One of harness racing's most hallowed events is the Little Brown Jug, a premier race for 3-year-old pacers, which is contested every September in Delaware, Ohio. Horsemen and fans (usually between 40,000-50,000) travel from all over the world to see this iconic race, which has been happening for 70 years, and it only takes one magical, summer afternoon in the grandstand to see why.

Unlike most races, horses competing in the Little Brown Jug are required to win two races on the same day before being crowned champion. This definitely makes things more challenging, and many fans would argue, even more exciting.

Breeders Crown

For one weekend in late fall, the top trotters and pacers of all ages meet in the Breeders Crown to compete for more than $5 million in purses. The horses are grouped by age, gait and gender. The winners of each Breeders Crown race are generally considered to be the best in their class.

In the early days of harness racing, county fairs provided an ideal venue for friends and neighbors to race their horses against one another.

As time has passed, county and state fair harness racing has remained. More than 200 fairs in 22 states host harness racing, giving novice horses and horsemen a chance to get some experience before heading to the bright lights and fast pace of a pari-mutuel racetrack. While many fair races are designed with beginners in mind, there are also several Grand Circuit races that take place at prominent fairgrounds around the country. Like NASCAR, the Grand Circuit is a series of races that are contested at different racetracks, both at fairs and pari-mutuel tracks.

A trip to watch county fair racing is a rewarding experience that shouldn't be missed. For more information about fairs in your area, visit

While the very best gather for racing's biggest events, there are races being held almost every day of the year, for horses of every level of talent and speed.
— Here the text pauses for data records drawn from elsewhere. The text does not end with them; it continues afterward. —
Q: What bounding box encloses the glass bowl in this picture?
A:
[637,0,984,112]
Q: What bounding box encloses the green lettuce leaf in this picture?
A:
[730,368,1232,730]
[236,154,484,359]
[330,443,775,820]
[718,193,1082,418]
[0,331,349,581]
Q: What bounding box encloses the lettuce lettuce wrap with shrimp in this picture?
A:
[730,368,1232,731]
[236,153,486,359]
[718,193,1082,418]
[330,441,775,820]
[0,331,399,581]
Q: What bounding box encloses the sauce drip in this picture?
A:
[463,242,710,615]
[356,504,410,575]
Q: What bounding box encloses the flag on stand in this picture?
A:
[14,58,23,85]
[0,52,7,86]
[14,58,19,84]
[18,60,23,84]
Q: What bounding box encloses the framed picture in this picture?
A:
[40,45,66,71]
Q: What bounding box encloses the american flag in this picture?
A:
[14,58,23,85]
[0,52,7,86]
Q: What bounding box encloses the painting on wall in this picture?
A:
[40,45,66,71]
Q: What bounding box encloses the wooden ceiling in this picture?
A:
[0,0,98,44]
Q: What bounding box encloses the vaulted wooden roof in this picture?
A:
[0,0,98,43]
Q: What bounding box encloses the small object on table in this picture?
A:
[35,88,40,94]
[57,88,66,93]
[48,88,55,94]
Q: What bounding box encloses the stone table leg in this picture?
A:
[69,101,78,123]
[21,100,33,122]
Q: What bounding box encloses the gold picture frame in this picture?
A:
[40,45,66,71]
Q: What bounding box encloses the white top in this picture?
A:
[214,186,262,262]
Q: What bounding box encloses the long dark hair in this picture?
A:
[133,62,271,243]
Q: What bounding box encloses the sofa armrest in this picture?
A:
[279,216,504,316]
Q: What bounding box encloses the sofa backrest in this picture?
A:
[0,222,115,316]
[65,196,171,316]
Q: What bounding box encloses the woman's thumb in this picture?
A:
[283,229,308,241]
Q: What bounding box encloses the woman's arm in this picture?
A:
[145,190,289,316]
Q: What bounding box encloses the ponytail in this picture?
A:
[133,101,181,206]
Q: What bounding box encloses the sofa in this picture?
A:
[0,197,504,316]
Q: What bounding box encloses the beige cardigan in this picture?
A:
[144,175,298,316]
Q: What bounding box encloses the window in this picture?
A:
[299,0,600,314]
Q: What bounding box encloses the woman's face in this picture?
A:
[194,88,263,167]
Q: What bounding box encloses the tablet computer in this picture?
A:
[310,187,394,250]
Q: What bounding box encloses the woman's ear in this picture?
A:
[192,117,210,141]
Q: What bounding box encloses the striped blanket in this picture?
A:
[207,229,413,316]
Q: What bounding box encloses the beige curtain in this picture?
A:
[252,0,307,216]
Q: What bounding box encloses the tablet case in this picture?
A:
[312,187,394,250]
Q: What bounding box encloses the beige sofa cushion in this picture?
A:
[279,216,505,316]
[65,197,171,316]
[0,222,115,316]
Those major races are called "stakes" races, while the everyday races are called "overnights." The difference lies in when each horse's owner decides to enter them in that race.

In stakes races, the owners of the horses make periodic payments long before the horse ever makes it to the races; they are putting up "stakes" that their horse will someday race in that major event and make their owners' money back along with thousands of dollars more.

In overnight races, owners enter their horse in that race just a few days before, with no entry fee. They race for a purse; meaning the prize pool for the race; made up of revenue generated by wagering on other races, and in some states, a percentage of the revenue generated by the video lottery terminals in place at the track.

Overnight races can be divided into conditioned races, meaning the horse is classified by how many races it has won or how much money it has or hasn't won recently. The top level of overnights might be called an Open, or Invitational, or Free-For-All, and is for the track's best horses. Horses in claiming races are all for sale for that amount. Owners go into a claiming race knowing that someone else can buy that horse from them for that price.